1. The offer represents a 15 percent premium to the market price of
Starcor and Orion units on December 10, 1998, the day before the
PrimeWest announcement.

2. Having regard to the exchange ratios in the offers, there will be a
sustainable increase in cash distributions per unit.

3. A larger trust will enjoy enhanced liquidity and access to capital.
Market capitalization of the combined entity will rank a solid third
among conventional oil and gas trusts, and this will likely mean
increased access to lower-cost capital for future reserve additions
and distributions growth.

4. A combined trust will have reduced operational risk through the
diversification of assets. The increase in the number of core
properties in the combined entity will serve to reduce risk.
Moreover, the combined entity will have a high degree of control
through operatorship.

5. There may be potential positive tax effects. Starcor and Orion
unitholders who accept the PrimeWest offers will realize a capital
loss that may be used to offset capital gains elsewhere, to the extent
that the value of the PrimeWest units received in exchange for their
Starcor or Orion units is less than their adjusted cost base.

PrimeWest will hold a conference call describing the benefits of the
offers on Thursday, January 7, 1999 at 7:00 a.m. (Calgary time). Interested
parties may attend by calling 1 (800) 997 6722.

On December 11, 1998, PrimeWest announced offers to purchase all of the
outstanding trust units of Starcor Energy Royalty Fund and of Orion Energy
Trust. PrimeWest retained CIBC Wood Gundy Securities Inc. to act as financial
advisor for the offers.

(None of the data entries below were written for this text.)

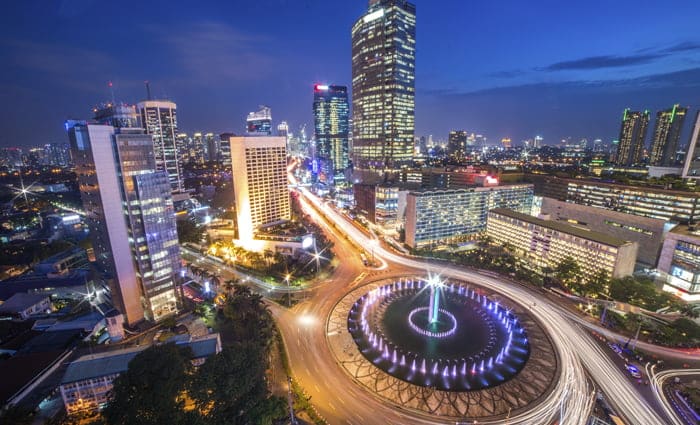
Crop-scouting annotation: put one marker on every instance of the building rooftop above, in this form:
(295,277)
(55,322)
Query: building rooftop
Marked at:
(20,302)
(108,363)
(430,191)
(564,228)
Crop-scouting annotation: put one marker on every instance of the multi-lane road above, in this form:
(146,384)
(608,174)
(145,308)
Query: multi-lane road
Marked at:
(339,400)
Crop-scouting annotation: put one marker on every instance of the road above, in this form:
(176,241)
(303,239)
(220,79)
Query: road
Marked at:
(576,347)
(657,380)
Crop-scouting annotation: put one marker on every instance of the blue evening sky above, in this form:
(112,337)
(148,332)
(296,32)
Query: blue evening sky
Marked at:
(510,68)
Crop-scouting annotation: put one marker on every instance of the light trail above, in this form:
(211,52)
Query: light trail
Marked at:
(570,400)
(657,380)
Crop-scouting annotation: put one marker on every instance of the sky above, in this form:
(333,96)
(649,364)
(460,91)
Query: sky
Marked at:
(503,69)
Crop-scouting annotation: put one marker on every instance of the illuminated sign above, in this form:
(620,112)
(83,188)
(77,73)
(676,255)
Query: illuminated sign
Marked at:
(372,16)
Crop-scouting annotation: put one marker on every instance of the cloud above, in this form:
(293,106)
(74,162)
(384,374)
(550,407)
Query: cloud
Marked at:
(211,52)
(602,62)
(685,46)
(69,66)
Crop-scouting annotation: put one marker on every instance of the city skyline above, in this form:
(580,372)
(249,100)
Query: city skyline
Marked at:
(546,86)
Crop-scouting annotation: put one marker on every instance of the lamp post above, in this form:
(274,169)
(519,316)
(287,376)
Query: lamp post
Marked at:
(434,308)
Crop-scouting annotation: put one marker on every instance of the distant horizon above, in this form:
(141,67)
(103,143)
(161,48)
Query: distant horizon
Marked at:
(512,70)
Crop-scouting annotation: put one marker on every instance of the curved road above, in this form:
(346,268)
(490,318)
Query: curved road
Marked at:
(576,347)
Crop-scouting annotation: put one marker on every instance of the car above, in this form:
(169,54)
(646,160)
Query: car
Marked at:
(634,371)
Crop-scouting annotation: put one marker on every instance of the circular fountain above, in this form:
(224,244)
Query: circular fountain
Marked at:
(437,334)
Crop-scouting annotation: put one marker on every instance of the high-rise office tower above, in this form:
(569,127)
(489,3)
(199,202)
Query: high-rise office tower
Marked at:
(259,123)
(259,167)
(58,154)
(118,115)
(283,129)
(691,169)
(159,119)
(457,144)
(383,87)
(130,213)
(331,130)
(667,134)
(632,134)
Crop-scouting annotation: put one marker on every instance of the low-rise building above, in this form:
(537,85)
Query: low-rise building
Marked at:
(23,305)
(679,263)
(545,243)
(647,232)
(88,381)
(436,217)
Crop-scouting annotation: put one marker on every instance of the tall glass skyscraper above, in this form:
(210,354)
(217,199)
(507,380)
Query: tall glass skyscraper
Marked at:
(130,213)
(667,134)
(331,127)
(633,131)
(383,87)
(159,119)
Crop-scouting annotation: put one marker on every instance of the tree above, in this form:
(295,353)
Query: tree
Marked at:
(151,391)
(568,272)
(230,388)
(597,284)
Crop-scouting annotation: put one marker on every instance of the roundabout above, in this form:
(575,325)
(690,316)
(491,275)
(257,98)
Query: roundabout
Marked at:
(442,347)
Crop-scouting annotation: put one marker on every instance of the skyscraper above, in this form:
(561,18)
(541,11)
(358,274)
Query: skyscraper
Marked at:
(159,119)
(118,115)
(632,134)
(259,123)
(667,134)
(383,87)
(457,144)
(130,214)
(259,167)
(331,128)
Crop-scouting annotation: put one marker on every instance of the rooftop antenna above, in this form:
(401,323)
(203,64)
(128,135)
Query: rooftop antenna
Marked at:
(111,91)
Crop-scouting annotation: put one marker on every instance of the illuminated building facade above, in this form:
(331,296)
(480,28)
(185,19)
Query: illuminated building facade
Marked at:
(679,263)
(545,243)
(259,123)
(667,135)
(259,167)
(647,232)
(633,132)
(331,129)
(383,87)
(691,169)
(130,214)
(159,119)
(457,144)
(436,217)
(669,205)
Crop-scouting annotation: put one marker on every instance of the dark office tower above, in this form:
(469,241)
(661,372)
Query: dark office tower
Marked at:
(667,134)
(383,88)
(159,119)
(632,135)
(118,115)
(129,210)
(457,144)
(259,123)
(331,130)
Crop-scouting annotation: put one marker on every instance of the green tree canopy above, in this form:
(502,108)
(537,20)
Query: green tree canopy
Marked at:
(151,391)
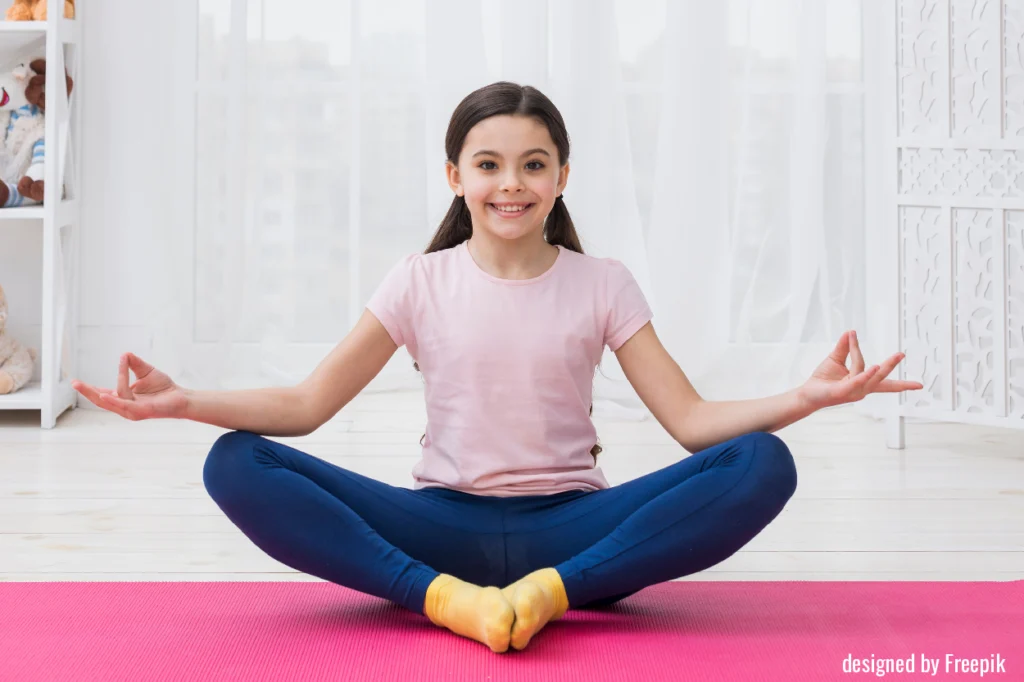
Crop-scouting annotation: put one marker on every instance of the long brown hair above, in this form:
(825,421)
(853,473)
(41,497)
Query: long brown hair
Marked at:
(505,98)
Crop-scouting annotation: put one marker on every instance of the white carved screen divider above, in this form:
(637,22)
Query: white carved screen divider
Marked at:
(958,209)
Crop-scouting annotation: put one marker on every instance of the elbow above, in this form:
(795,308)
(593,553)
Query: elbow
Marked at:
(685,432)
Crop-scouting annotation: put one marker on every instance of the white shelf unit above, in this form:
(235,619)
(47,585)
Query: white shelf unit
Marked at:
(57,217)
(954,207)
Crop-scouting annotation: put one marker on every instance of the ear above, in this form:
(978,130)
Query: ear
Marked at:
(455,180)
(563,178)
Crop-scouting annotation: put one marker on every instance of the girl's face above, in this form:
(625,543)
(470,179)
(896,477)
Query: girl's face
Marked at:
(508,162)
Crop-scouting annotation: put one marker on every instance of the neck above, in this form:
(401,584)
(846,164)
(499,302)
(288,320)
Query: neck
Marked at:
(524,258)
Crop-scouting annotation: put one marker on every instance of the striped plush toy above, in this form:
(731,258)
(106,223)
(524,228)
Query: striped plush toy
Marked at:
(23,87)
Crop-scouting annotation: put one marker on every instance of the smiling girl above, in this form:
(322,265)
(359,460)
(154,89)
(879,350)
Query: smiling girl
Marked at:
(510,522)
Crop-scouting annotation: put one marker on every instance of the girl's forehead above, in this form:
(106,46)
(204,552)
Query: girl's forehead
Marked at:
(508,133)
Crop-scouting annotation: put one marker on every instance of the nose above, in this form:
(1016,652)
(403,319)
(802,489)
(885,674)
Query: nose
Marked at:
(511,181)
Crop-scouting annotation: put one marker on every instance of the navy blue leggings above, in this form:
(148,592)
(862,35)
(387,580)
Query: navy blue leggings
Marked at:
(391,542)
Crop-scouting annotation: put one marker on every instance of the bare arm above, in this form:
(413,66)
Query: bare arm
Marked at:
(279,411)
(691,421)
(301,410)
(347,369)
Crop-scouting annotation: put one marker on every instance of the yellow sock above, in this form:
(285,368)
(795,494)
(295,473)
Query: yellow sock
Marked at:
(467,609)
(537,599)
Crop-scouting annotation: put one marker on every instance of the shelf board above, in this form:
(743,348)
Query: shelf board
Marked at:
(22,212)
(23,27)
(29,396)
(66,212)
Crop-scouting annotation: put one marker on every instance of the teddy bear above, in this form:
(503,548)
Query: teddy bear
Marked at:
(35,10)
(16,361)
(23,104)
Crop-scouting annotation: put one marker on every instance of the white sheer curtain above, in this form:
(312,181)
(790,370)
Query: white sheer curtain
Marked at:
(717,151)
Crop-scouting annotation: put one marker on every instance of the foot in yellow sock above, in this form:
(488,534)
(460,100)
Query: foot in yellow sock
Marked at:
(467,609)
(537,599)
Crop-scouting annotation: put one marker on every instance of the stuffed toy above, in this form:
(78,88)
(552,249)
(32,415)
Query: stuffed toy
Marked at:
(16,361)
(23,103)
(35,10)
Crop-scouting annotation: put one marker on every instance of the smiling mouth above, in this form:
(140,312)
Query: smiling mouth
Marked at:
(525,207)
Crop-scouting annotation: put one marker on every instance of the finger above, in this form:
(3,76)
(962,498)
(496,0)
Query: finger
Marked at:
(857,382)
(892,386)
(123,390)
(842,349)
(856,358)
(138,366)
(94,396)
(884,372)
(127,409)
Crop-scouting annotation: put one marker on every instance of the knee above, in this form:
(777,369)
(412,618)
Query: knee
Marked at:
(773,463)
(221,466)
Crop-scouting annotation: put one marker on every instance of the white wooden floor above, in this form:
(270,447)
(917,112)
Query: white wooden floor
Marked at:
(103,499)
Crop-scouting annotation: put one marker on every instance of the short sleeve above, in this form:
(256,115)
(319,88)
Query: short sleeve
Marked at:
(391,302)
(628,309)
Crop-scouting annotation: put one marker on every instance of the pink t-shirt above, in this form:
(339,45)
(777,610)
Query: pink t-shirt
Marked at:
(509,366)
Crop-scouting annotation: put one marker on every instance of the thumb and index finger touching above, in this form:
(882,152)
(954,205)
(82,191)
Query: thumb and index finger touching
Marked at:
(848,345)
(138,367)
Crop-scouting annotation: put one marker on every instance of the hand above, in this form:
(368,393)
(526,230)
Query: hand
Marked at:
(833,384)
(152,395)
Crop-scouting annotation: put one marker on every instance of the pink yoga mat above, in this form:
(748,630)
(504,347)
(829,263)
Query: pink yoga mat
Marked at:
(707,631)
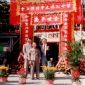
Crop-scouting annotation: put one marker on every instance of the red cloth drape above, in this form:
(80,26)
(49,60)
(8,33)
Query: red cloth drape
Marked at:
(14,18)
(79,12)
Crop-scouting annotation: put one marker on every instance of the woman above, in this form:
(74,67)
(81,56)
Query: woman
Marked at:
(34,56)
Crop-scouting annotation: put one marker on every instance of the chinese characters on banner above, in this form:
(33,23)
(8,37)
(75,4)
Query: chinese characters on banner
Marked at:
(47,7)
(46,19)
(79,12)
(66,32)
(14,18)
(42,1)
(26,28)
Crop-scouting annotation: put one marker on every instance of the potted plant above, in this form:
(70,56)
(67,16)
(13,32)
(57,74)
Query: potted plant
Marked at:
(74,54)
(22,76)
(3,73)
(49,74)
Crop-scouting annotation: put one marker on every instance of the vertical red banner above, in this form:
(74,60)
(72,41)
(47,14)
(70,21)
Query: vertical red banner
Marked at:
(66,32)
(26,28)
(79,12)
(14,18)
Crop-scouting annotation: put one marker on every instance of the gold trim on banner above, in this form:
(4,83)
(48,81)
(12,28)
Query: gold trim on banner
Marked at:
(41,1)
(72,25)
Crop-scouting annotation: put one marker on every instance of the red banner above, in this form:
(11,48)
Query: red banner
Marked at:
(43,1)
(46,19)
(26,31)
(79,12)
(47,7)
(65,32)
(14,18)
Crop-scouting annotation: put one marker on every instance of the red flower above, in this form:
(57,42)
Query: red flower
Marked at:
(75,74)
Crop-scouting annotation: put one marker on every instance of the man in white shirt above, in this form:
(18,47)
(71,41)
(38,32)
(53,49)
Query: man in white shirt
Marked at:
(26,48)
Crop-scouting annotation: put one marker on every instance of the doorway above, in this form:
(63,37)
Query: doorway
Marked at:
(54,51)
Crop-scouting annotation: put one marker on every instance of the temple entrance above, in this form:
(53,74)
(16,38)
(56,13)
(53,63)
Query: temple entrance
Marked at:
(54,51)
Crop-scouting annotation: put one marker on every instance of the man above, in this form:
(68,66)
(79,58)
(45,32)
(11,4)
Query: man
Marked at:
(35,57)
(45,52)
(26,48)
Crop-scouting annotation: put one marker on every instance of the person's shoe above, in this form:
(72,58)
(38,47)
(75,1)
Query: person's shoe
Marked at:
(37,78)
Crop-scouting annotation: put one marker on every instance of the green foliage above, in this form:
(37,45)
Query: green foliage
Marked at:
(74,53)
(3,73)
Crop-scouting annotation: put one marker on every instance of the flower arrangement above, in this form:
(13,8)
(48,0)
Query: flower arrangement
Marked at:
(3,71)
(74,54)
(22,73)
(49,72)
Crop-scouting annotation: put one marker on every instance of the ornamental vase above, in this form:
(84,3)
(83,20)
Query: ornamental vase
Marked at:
(22,80)
(3,79)
(76,83)
(75,74)
(49,82)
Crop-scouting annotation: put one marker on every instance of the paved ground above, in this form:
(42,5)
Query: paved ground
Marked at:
(61,79)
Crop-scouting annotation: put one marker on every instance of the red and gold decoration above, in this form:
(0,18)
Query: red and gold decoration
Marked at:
(26,31)
(45,12)
(79,12)
(44,19)
(53,7)
(14,18)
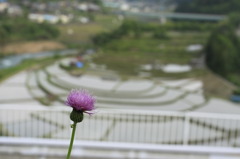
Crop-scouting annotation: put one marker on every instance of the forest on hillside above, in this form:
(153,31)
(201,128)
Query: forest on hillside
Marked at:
(208,6)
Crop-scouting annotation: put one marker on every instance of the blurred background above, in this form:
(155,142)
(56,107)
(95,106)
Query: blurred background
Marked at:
(165,73)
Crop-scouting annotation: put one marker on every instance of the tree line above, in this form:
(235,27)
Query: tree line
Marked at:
(20,28)
(223,50)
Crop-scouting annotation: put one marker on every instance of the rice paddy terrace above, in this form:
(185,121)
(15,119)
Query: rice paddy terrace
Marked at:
(50,86)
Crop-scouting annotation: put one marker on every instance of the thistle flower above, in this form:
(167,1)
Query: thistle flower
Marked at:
(81,100)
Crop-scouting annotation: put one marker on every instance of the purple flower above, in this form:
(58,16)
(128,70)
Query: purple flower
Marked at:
(81,100)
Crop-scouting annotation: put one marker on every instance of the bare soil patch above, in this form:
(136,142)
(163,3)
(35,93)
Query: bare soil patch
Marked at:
(31,47)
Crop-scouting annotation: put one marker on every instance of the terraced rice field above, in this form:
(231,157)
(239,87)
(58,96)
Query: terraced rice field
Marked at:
(51,85)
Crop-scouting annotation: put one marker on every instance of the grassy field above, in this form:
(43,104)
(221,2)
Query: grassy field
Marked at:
(126,54)
(76,33)
(26,65)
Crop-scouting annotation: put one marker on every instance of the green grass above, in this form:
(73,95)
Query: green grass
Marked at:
(126,54)
(26,64)
(82,33)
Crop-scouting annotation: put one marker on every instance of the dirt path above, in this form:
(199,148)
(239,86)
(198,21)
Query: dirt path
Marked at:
(31,47)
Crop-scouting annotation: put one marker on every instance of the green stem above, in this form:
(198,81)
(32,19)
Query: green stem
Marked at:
(74,125)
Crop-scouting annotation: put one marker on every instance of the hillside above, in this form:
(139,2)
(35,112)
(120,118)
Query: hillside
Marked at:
(208,6)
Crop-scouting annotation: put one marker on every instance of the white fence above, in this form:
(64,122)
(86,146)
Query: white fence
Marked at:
(125,126)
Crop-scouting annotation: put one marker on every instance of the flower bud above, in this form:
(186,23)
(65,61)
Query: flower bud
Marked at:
(76,116)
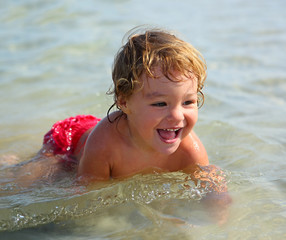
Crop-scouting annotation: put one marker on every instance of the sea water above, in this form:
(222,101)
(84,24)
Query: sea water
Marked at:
(55,62)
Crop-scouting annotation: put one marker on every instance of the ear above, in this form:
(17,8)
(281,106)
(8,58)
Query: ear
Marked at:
(123,104)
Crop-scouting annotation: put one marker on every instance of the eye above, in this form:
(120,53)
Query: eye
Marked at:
(159,104)
(189,102)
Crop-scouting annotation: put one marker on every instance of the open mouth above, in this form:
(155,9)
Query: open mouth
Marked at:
(169,134)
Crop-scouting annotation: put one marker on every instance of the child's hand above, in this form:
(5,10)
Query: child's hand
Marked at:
(217,200)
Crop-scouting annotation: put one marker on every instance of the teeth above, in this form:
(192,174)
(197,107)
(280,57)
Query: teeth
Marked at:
(170,130)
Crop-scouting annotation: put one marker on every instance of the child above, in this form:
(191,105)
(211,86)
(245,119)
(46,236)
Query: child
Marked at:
(158,80)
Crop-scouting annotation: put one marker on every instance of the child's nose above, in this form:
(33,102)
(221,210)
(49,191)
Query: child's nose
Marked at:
(175,115)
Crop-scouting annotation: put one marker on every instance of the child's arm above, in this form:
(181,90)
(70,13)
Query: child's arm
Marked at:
(94,164)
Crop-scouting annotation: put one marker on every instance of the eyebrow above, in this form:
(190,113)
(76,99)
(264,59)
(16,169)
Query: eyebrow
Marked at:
(158,94)
(154,95)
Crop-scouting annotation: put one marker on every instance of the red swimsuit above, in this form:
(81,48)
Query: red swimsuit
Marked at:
(65,134)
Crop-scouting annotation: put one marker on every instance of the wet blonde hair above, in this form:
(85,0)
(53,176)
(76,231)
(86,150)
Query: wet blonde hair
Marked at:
(143,52)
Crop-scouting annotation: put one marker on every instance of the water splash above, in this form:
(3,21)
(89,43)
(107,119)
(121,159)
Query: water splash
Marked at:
(64,201)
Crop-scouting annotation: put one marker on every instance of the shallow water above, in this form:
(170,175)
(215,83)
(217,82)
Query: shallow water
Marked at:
(55,61)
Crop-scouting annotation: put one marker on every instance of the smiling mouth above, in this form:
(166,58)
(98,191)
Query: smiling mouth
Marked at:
(169,134)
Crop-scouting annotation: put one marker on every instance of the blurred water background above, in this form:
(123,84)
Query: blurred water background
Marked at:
(55,62)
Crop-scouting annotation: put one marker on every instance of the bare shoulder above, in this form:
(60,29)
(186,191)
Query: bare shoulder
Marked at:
(192,148)
(99,151)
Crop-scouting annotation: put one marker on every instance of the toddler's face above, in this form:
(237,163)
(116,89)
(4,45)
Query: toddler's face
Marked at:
(163,112)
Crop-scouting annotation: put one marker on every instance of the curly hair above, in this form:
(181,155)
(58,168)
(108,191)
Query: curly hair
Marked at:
(155,47)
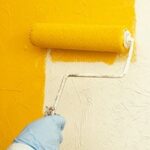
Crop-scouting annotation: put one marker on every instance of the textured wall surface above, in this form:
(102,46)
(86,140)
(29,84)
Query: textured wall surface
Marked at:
(107,114)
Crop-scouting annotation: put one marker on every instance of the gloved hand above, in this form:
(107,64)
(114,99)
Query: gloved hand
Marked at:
(43,134)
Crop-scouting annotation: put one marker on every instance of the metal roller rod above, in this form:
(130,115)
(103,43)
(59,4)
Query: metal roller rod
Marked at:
(128,43)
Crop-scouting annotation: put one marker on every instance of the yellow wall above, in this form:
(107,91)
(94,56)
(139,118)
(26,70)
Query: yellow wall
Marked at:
(22,64)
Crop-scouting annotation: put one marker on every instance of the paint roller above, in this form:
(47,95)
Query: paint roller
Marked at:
(115,39)
(79,37)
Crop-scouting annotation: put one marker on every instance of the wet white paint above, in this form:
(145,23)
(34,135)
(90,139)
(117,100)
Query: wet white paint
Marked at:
(106,114)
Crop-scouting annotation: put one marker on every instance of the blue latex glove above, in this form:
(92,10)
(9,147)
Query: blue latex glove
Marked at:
(43,134)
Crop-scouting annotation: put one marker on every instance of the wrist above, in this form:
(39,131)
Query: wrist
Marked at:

Under the terms of the offers, PrimeWest would issue
1.207 PrimeWest units for each Starcor unit, and 0.968 PrimeWest units for
each Orion unit. These offers were mailed to holders of Starcor and Orion
units on December 21, 1998, and are set to expire on January 12, 1999.

Units of PrimeWest Energy Trust are traded on The Toronto Stock Exchange
under the symbol ''PWI.UN''. The company's website is www.prime-west.com.